The Apprentice Tops Out — an illustrated card from The Trades Deck
XX·judgement

The Apprentice Tops Out

The reckoning of years of hard, invisible effort, finally called by its real name.

upright

You Built This With Your Body

The card comes across the table and it's not just paper — it's every early morning, every skinned knuckle, every time you asked the dumb question and every time you didn't have to ask it anymore. Years of your actual body doing actual work, called by its real name now: journeyman, finally, and the crew claps because they watched every single one of those years happen.

Let the reckoning land fully today. You don't get many moments where the work you've put in gets summed up and handed back to you in one clean word — take it in before you're already thinking about the next thing to learn.

what may cross your path

  • A certification, license, or title finally arrives that names years of real, physical work.
  • Someone who watched you grow into the trade says so, out loud, in front of others.
  • You look at your own hands and genuinely notice what they've learned to do.
  • A younger version of yourself, from your own first day, feels suddenly close and clear.
Let yourself actually receive the recognition instead of deflecting it to the next task — the years were real, and so is the reckoning.

What I built with my own hands has a name now, and it's mine.

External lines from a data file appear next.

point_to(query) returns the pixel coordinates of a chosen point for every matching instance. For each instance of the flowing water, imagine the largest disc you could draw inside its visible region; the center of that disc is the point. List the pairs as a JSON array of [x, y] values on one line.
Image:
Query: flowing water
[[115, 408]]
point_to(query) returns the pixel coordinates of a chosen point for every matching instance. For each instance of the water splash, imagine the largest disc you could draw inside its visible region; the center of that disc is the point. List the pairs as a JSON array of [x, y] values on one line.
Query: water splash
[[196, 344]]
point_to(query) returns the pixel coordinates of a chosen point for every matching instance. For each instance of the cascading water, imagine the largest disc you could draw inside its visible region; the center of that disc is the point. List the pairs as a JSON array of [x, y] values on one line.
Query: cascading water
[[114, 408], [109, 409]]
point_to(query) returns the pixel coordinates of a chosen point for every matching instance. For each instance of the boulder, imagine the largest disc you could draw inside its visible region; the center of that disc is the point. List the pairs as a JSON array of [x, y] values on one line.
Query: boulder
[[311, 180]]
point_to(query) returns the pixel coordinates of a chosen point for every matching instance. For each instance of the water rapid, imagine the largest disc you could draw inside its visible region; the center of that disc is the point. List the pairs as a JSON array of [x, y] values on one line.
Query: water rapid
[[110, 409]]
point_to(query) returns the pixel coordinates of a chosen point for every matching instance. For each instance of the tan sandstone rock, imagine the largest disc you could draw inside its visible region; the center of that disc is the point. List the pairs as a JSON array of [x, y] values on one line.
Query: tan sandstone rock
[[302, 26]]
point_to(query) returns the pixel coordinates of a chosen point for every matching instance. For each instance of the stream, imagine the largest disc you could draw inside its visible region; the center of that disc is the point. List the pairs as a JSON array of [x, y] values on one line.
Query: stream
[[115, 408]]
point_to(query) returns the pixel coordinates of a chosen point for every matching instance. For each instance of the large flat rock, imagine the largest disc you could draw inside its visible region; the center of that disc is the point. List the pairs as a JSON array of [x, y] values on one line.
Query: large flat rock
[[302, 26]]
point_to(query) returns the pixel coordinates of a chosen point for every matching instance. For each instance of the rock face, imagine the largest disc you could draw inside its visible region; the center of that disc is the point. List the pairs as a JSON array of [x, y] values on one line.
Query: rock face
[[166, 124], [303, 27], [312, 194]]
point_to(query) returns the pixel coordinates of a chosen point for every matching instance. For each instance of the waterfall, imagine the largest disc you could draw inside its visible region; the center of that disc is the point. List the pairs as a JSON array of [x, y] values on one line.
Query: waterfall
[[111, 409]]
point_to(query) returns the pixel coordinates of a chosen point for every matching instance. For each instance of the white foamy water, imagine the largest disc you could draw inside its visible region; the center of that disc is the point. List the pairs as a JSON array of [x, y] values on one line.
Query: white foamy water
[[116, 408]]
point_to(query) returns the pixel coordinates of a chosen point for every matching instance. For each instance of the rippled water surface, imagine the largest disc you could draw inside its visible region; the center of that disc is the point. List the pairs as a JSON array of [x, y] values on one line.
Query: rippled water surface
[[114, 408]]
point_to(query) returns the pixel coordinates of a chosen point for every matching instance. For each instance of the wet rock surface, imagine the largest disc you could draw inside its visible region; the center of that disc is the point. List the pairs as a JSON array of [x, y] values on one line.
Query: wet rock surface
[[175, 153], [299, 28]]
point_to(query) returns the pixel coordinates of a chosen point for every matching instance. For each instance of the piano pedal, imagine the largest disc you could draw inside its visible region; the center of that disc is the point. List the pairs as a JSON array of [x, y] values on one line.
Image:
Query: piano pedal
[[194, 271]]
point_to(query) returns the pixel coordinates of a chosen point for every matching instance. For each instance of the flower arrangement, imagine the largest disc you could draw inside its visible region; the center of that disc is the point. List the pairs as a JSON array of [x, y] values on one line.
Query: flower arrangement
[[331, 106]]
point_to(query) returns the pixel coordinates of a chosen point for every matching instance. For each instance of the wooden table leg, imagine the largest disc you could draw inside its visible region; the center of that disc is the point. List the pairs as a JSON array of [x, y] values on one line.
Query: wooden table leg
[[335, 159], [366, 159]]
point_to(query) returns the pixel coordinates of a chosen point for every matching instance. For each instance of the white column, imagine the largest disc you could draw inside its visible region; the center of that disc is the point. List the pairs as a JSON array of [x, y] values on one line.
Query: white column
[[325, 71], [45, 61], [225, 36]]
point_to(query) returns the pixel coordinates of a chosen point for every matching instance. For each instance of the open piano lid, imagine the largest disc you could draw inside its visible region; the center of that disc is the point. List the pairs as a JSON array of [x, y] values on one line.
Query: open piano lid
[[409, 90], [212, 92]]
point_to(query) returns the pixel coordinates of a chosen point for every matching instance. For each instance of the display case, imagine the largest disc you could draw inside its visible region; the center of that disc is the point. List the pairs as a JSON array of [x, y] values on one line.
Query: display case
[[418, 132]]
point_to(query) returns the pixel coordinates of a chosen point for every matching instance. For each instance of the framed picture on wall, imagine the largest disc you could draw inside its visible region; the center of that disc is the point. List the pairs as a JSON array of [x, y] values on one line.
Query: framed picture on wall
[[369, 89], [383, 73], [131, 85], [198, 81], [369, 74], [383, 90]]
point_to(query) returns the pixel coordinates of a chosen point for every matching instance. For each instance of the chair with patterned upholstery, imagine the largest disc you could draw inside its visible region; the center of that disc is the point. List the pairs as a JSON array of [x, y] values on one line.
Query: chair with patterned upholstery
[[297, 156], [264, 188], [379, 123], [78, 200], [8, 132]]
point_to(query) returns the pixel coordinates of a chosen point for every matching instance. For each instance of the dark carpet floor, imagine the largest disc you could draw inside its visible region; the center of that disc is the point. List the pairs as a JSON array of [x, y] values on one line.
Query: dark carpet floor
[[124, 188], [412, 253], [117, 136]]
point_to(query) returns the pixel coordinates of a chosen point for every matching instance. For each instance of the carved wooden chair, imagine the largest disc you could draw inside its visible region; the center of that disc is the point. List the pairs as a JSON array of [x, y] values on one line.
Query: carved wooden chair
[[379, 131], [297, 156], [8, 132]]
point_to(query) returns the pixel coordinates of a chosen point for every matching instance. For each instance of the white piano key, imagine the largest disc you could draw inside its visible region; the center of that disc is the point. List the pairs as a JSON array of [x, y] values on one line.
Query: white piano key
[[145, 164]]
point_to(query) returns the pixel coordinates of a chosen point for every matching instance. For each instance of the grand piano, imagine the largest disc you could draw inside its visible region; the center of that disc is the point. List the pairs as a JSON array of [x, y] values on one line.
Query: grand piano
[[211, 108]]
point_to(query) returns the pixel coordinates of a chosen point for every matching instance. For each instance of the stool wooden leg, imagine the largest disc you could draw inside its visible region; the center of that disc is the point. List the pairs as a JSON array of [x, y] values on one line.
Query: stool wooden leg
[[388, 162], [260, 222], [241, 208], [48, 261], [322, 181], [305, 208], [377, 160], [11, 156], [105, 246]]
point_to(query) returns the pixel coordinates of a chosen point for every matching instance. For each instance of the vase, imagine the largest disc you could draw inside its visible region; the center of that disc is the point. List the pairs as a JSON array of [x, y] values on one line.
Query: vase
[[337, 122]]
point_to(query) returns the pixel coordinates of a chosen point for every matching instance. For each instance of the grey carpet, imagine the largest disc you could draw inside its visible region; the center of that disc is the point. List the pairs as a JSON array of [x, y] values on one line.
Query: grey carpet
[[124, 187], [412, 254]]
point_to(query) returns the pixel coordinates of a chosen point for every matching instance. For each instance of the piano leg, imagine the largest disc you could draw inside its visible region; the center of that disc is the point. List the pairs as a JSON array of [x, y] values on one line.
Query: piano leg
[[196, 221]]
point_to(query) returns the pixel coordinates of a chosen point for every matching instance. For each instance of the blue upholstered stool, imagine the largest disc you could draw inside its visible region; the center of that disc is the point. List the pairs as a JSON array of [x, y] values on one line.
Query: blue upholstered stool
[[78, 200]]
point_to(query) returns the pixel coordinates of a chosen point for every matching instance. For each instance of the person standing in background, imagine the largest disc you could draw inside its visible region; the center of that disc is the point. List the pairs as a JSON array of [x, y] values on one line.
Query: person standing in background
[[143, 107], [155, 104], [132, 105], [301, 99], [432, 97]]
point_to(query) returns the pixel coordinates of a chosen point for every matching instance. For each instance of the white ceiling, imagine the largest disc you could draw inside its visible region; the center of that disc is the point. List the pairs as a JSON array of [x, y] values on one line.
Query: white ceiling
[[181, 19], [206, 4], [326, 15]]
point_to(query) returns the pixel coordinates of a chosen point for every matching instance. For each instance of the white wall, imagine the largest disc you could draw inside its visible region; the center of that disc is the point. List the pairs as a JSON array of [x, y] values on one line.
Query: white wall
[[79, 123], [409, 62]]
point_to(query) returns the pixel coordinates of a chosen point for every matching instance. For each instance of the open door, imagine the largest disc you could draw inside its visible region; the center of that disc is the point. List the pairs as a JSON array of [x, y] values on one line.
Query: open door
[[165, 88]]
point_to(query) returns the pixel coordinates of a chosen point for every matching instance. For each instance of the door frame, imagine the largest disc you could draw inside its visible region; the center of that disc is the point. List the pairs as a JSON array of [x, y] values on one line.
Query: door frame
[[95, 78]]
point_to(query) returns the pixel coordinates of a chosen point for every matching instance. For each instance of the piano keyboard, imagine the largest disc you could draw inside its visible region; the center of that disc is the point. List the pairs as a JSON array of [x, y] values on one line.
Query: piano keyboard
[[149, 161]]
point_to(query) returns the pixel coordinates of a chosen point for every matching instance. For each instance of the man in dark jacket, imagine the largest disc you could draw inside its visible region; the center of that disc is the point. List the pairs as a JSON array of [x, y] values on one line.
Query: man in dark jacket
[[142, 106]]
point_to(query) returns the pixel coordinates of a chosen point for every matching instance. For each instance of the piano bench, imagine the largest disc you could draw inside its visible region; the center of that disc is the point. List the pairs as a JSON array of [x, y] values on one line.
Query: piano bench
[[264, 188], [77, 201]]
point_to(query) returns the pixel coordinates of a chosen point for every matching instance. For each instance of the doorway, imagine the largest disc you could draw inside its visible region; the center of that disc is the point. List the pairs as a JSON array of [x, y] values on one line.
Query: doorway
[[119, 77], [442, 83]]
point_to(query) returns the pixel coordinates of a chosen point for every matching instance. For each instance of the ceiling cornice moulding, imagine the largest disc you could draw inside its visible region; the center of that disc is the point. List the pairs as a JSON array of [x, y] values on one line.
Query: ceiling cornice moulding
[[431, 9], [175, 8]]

reckoningearned recognitiontransformationrite of passagearrival
reversed · the shadow

Ninety Days Until The Raise Starts

The certification's real, you passed, you're a journeyman on paper as of today — and the wage that's supposed to come with it doesn't kick in for ninety more days, some line in an HR system nobody can quite explain. The reckoning you earned gets stuck behind a calendar that has nothing to do with your actual skill.

Recognition delayed by paperwork isn't the same as recognition denied, even though it can feel exactly that petty in the moment. The years you put in are still real even while you're waiting on a system to catch up to them.

what may cross your path

  • An earned promotion, raise, or title gets delayed by paperwork that has nothing to do with your actual readiness.
  • You do journeyman-level work while still technically waiting on the journeyman title or pay.
  • Someone congratulates you before the thing you're being congratulated for has actually taken effect.
  • The gap between "earned it" and "official" stretches longer than it should.
Keep doing the work at the level you've already proven, and let the paperwork catch up on its own schedule — the certification confirmed something already true.

I don't need the system to finish processing me before I know what I am.